Analyzing and Synthesizing Healthcare Time Series Data for Decision-Support
Abstract
Even though the healthcare industry is one of the biggest data generating industries of current time, researchers often do not enjoy the availability of large volume of good quality data. However, state-of-the-art techniques, for computational analysis, depend on large volume of good quality data. Moreover, healthcare time series datasets often come with their own sets of challenges; they can be unannotated, not labeled with lots of inter and intra patient variability. On top of that, clinicians lack an objective protocol to determine whether particular patterns are present in the data. Respiration Induced Tumor Motion or RITM dataset is one such dataset.
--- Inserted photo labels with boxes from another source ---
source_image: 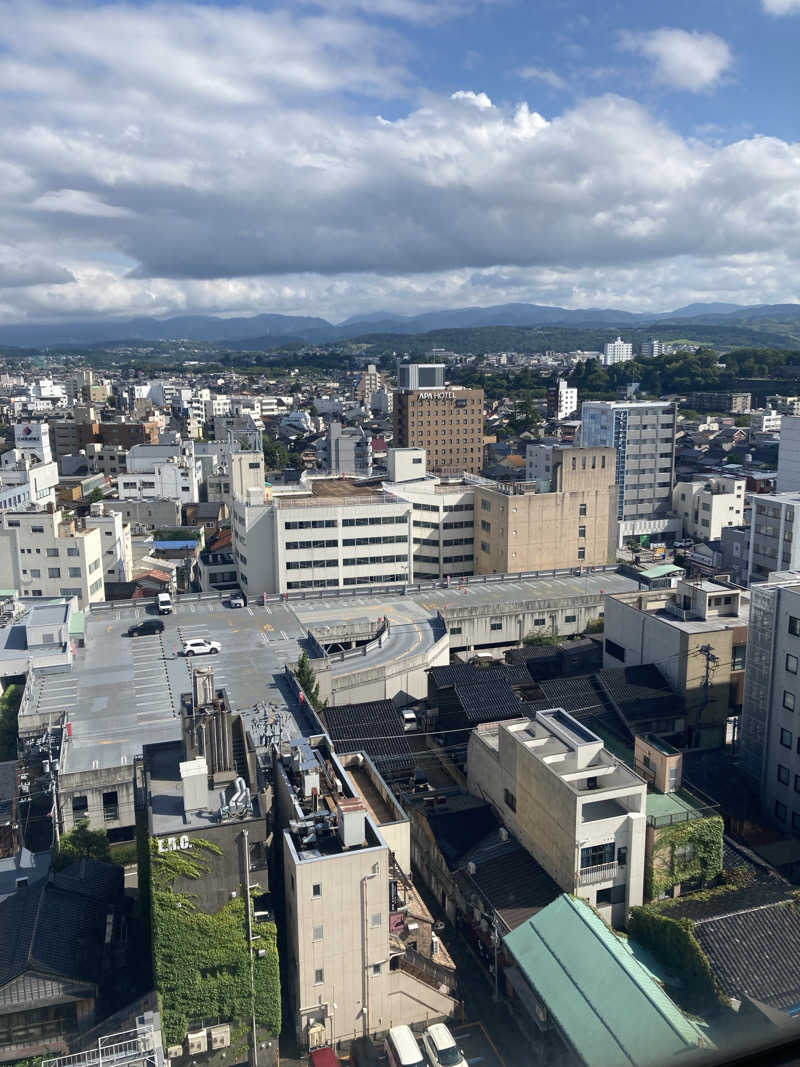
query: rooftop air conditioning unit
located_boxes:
[186,1030,208,1056]
[208,1022,230,1049]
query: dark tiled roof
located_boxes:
[694,903,800,1010]
[321,700,414,778]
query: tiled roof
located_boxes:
[694,902,800,1010]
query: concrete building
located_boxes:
[0,510,103,608]
[394,384,483,475]
[604,579,750,748]
[747,490,800,582]
[777,415,800,493]
[547,378,578,423]
[326,421,372,478]
[672,475,746,541]
[475,445,618,574]
[467,707,647,925]
[274,737,458,1048]
[739,572,800,833]
[581,400,682,543]
[601,337,634,367]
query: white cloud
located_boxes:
[519,67,566,89]
[620,27,733,93]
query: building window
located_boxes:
[605,637,625,664]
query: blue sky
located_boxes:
[0,0,800,322]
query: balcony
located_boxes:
[578,860,620,886]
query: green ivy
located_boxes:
[644,815,724,899]
[149,838,281,1045]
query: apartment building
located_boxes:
[747,491,800,582]
[467,707,647,925]
[475,445,618,574]
[739,572,800,833]
[394,365,483,475]
[604,579,750,748]
[581,400,682,543]
[0,510,103,608]
[672,475,747,541]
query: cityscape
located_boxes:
[0,0,800,1067]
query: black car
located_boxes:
[128,619,164,637]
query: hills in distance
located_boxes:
[0,303,800,348]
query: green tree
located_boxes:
[52,818,111,871]
[294,652,322,712]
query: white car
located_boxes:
[183,637,222,656]
[422,1022,469,1067]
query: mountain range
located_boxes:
[0,303,800,348]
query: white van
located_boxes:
[383,1026,426,1067]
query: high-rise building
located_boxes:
[602,337,634,367]
[394,364,483,475]
[581,400,682,543]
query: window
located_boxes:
[580,841,615,871]
[605,637,625,664]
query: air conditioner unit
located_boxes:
[308,1022,325,1049]
[186,1030,208,1056]
[208,1022,230,1049]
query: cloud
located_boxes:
[519,67,566,89]
[620,27,733,93]
[762,0,800,15]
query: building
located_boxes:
[604,579,750,747]
[777,415,800,493]
[0,510,105,608]
[581,400,681,543]
[688,393,752,415]
[547,378,578,423]
[393,364,483,475]
[467,707,647,925]
[672,475,745,541]
[739,572,800,833]
[503,894,711,1067]
[326,421,372,478]
[274,737,458,1047]
[475,454,618,574]
[601,337,634,367]
[747,490,800,582]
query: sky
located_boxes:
[0,0,800,323]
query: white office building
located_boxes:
[581,400,683,544]
[601,337,634,367]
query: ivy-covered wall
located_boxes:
[644,815,724,901]
[149,838,281,1045]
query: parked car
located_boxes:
[183,637,222,656]
[422,1022,469,1067]
[127,619,164,637]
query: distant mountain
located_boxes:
[0,303,800,348]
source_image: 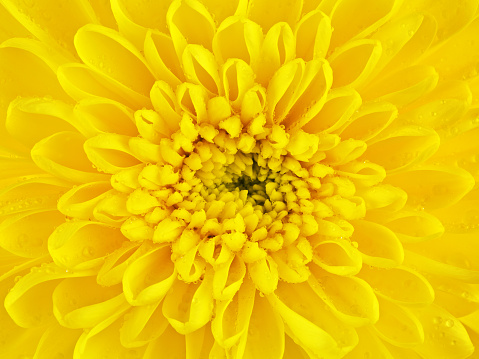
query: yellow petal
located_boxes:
[5,263,92,328]
[57,63,134,107]
[0,175,69,215]
[52,276,126,329]
[371,12,436,76]
[73,98,138,137]
[303,88,362,133]
[359,266,434,305]
[84,133,140,174]
[31,132,106,183]
[363,125,440,173]
[120,302,169,348]
[328,39,382,88]
[361,65,439,108]
[253,22,295,86]
[142,326,186,359]
[73,316,142,359]
[268,283,358,359]
[5,98,81,148]
[221,59,255,111]
[166,0,216,59]
[211,279,256,349]
[144,31,184,87]
[385,166,475,209]
[248,0,303,32]
[0,210,65,258]
[123,247,176,306]
[331,0,401,49]
[181,44,220,94]
[295,10,332,61]
[0,0,96,54]
[413,305,474,359]
[75,25,155,98]
[34,323,83,359]
[97,241,151,286]
[351,220,404,268]
[163,274,213,335]
[374,297,425,347]
[313,239,362,275]
[404,233,479,283]
[213,16,263,67]
[48,221,125,270]
[338,102,398,142]
[384,211,445,243]
[308,266,379,327]
[248,256,279,294]
[244,292,284,359]
[111,0,171,49]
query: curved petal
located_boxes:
[163,274,213,334]
[328,39,382,88]
[358,266,434,306]
[351,220,404,268]
[73,98,138,137]
[31,132,106,183]
[268,283,358,359]
[123,246,176,306]
[213,17,263,67]
[221,59,255,111]
[303,87,362,133]
[0,176,70,215]
[253,22,295,86]
[404,233,479,283]
[166,0,216,59]
[363,125,440,173]
[374,298,425,347]
[111,0,172,49]
[0,210,65,258]
[331,0,402,49]
[48,221,125,270]
[73,316,142,359]
[385,165,475,209]
[5,98,81,148]
[247,0,303,31]
[144,31,184,87]
[371,12,436,75]
[181,44,221,95]
[142,326,186,359]
[244,292,284,359]
[75,25,155,97]
[3,0,96,55]
[5,263,93,328]
[58,181,111,220]
[338,102,398,143]
[308,266,379,327]
[360,65,439,108]
[52,276,126,329]
[84,133,140,174]
[211,279,256,349]
[313,239,362,276]
[384,211,445,243]
[57,63,137,108]
[413,305,474,359]
[120,302,169,348]
[295,10,332,61]
[31,323,83,359]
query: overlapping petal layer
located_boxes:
[0,0,479,359]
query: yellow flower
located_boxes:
[0,0,479,359]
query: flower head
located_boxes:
[0,0,479,359]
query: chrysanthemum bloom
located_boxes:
[0,0,479,359]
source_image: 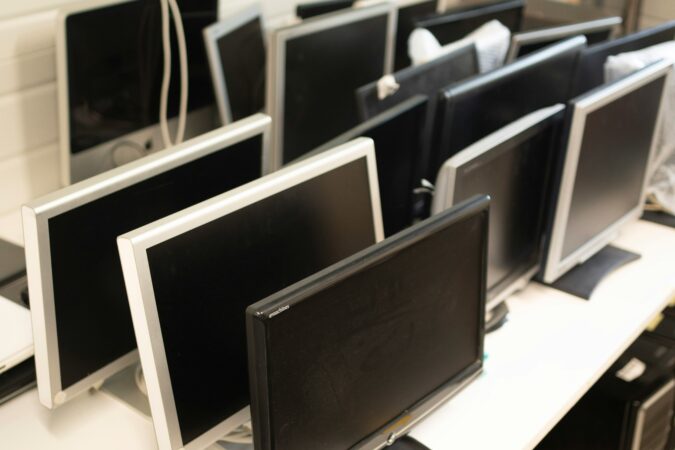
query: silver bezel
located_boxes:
[22,114,271,408]
[265,1,397,168]
[117,138,384,450]
[543,61,672,283]
[203,4,265,125]
[431,104,565,311]
[506,17,623,63]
Using this dataset we present three different analytical studies, where we analyze the datasets using unsupervised machine learning techniques to provide: i) patient similarity as a solution to handle lack of control dataset and variability present, ii) summary of the dataset as low dimensional profiles of the patients, and iii) annotation of the dataset via computational characterization of medically relevant patterns. The latter two case studies help oncologists objectively decide whether medically relevant patterns are present in the data (or not) and to map the patterns to treatment planning strategies. In order, to push the analysis of RITM dataset into the realm of supervised learning, we also use a genetic algorithm implementation of healthcare time series data synthesis. This in return lead us to investigate data synthesis methods for general healthcare time series data.